Podía encontrarse allí hasta un banco que cambiaba dólares
por soles, pero no aceptaba pesos argentinos. Y un
helipuerto con sus correspondientes helicópteros. También un
departamento rodante, exclusivo para notables, compuesto de
living, dos dormitorios, baño, cocina, calefacción y
refrigeración. Y para que no faltara nada, ocultos en alguna
parte del campamento, tres ataúdes, por las dudas. Tío
Sam estaba contento, se sentía como en su casa junto a sus
parientes pobres del sur. A los peruanos les regaló el
campamento que acababa de levantar en Conchan. Fue a Bogotá
a buscar las fuerzas colombianas que de otra manera no
tenían cómo llegar, a Caracas por los venezolanos que
también estaban de a pie, y a Asunción por los paraguayos.
Se hizo mala sangre con los bolivianos que a último momento
desistieron de su compromiso aduciendo que estaban
resentidos porque el gobierno de Lima no había reconocido al
de La Paz. Solo los argentinos no le daban trabajo. Eran
los únicos que en cinco aviones de nuestra aeronáutica
militar habían llegado por sus propios medios, sin depender
de nadie. Cuando en perfecta formación, con la bandera
argentina pintada en las alas, las cinco máquinas
procedentes de Buenos Aires aterrizaban, un oficial de algún
país de Sudamérica nos dijo: —Si yo fuera argentino, en
este momento me sentiría orgulloso.
El vals peruano
—China y la Unión Soviética, sin ninguna posibilidad de
reconciliación, han iniciado, cada cual por su cuenta, la
carrera para apoderarse del control político de más de un
país de América latina... —¿ Es por eso que se realiza la
Operación Ayacucho? Nuestro interlocutor, un oficial
norteamericano, oriundo de Puerto Rico, y que en
consecuencia habla español, recoge un caracol marino de la
playa se lo aplica al oído y dice, sonriendo, después de
escuchar atentamente: —No contesta... ¡ Qué lástima!
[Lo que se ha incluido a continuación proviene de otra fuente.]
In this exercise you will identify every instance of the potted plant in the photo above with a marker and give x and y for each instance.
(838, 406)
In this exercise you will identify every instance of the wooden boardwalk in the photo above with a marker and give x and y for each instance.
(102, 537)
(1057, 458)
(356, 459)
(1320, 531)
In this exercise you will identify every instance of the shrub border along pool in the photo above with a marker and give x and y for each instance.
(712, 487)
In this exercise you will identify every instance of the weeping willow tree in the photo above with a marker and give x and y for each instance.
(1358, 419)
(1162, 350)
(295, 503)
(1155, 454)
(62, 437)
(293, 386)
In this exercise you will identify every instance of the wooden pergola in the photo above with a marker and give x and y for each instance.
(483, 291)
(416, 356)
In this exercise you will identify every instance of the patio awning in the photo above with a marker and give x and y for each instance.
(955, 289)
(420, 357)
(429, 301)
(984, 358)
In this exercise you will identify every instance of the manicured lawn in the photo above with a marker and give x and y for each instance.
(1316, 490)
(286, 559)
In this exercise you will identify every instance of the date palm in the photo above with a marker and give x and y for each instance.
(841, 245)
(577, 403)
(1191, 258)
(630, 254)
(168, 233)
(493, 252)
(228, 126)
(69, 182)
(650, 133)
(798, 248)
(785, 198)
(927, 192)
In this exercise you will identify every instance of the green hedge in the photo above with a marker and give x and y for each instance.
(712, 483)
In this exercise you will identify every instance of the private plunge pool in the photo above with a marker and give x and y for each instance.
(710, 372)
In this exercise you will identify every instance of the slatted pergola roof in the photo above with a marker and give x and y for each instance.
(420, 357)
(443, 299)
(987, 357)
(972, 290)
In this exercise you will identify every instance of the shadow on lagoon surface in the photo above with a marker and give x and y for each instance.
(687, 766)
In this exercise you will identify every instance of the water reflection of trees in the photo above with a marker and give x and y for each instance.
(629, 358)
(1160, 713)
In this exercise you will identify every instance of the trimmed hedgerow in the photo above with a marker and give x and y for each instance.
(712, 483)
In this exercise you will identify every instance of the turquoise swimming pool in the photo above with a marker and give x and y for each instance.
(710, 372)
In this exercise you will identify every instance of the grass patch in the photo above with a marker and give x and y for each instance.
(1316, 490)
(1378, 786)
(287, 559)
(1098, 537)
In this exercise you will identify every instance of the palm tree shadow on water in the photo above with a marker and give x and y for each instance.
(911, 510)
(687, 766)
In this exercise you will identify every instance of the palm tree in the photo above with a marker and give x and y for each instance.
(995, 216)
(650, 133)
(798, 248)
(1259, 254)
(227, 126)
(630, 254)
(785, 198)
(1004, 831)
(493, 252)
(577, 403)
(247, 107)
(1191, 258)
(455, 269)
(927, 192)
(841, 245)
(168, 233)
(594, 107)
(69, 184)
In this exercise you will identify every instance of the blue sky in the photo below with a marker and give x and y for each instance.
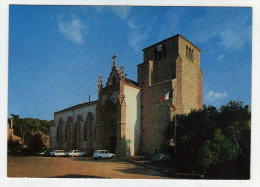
(57, 52)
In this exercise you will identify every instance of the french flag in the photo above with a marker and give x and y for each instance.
(167, 96)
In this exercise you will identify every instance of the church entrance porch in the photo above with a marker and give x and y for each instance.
(109, 126)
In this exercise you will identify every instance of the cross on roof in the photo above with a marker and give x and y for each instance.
(114, 57)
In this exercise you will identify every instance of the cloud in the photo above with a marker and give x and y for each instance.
(137, 34)
(131, 24)
(171, 24)
(231, 28)
(71, 30)
(211, 95)
(121, 11)
(221, 57)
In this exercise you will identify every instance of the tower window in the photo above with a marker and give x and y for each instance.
(113, 81)
(164, 51)
(159, 55)
(155, 54)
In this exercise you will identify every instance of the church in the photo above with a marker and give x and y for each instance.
(129, 117)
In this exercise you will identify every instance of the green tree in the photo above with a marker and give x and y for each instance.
(216, 151)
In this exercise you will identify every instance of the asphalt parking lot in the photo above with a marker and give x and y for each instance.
(77, 167)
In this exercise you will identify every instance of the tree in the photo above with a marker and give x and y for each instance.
(215, 141)
(35, 142)
(192, 131)
(216, 151)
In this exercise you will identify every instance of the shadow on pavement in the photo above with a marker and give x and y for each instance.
(76, 176)
(142, 171)
(105, 160)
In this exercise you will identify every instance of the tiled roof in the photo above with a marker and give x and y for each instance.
(131, 83)
(77, 106)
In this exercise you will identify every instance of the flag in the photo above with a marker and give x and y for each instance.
(172, 106)
(167, 96)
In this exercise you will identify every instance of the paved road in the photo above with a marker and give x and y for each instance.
(85, 167)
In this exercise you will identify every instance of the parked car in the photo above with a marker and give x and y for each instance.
(103, 154)
(75, 153)
(43, 153)
(57, 153)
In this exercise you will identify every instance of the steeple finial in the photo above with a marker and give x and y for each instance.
(122, 71)
(114, 62)
(100, 82)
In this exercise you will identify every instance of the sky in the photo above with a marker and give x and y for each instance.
(57, 52)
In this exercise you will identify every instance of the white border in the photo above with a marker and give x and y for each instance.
(255, 106)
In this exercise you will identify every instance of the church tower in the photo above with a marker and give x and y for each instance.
(173, 63)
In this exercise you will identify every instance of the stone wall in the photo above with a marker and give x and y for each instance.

Estamos en la costa del Pacífico, a cincuenta metros escasos
del campamento de Conchan, una de cuyas carpas nos sirve de
alojamiento. Anochece lentamente y el mar, como con sueño,
apenas se mueve. Un soldado de la policía militar peruana,
fusil al hombro, se acerca: —Lo siento, hay orden de no
arrimarse a la playa. Tienen que retirarse. Nos
encaminamos hacia el casino de oficiales del campamento.
Nuestro interlocutor dice, rascándose la nuca: —Parece
que hay "baile" en Lima... Vals peruano, como dicen aquí.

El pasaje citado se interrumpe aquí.